Published 10/26/2024, 12:52 PM
Updated 10/26/2024, 12:56 PM
© Reuters. FILE PHOTO: A person walks past the Bank of England and the Royal Exchange, in London, Britain, September 23, 2024. REUTERS/Mina Kim/File photo

By David Milliken

WASHINGTON (Reuters) - The Bank of England is reluctantly pressing on with work to create a form of digital money accessible to the general public, as commercial banks risk failing to keep up with less-regulated tech firms, Governor Andrew Bailey said on Saturday.

Bailey's remarks build on his longstanding concerns that he does not want to see day-to-day payments or banking-type services shift to cryptocurrencies or services from tech companies that are less safe or private than banks.
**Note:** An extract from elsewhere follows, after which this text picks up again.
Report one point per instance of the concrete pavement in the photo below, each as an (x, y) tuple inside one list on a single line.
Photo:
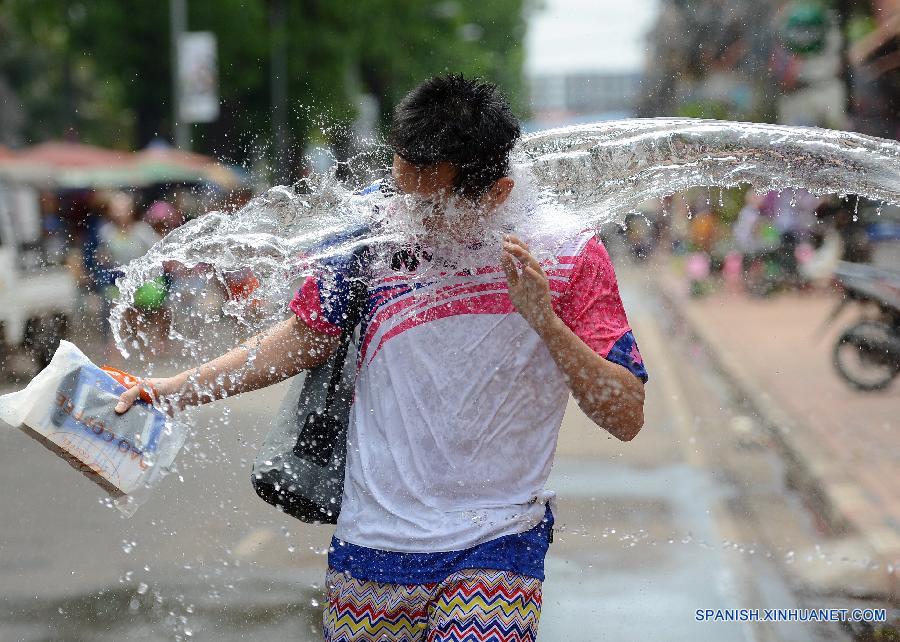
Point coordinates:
[(841, 446), (692, 514)]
The BoE and Britain's finance ministry have said they will not make a final decision before 2025 at the earliest whether to go ahead with a state-backed digital pound or central bank digital currency (CBDC), following a consultation which drew widespread concerns about privacy.

"That (CBDC) is not my preferred option, but it's one we can't rule out," Bailey said at the Group of Thirty in Washington, a forum for central banks and commercial bankers.

While Britain's electronic payment infrastructure already provides fast transfers with no upfront costs for the public, future forms of digital currency could offer more options in areas such as automatic payments.

"Commercial bank money, i.e. the banking system, is the best home for that innovation," Bailey said.

"But ... are they the only game in town? At the Bank of England we're continuing to prepare for a retail CBDC, because to be frank we are not yet seeing enough evidence that innovation will happen in the commercial banking system."

© Reuters. FILE PHOTO: A person walks past the Bank of England and the Royal Exchange, in London, Britain, September 23, 2024. REUTERS/Mina Kim/File photo

Commercial banks might be avoiding innovation because they made too much profit from the current system, Bailey said.

"To be particularly frank about this, if the rents that are being earned from the 'rails' (payment systems) act to inhibit innovation and act to inhibit competition, that is why ... we need a retail CBDC on the table," Bailey said.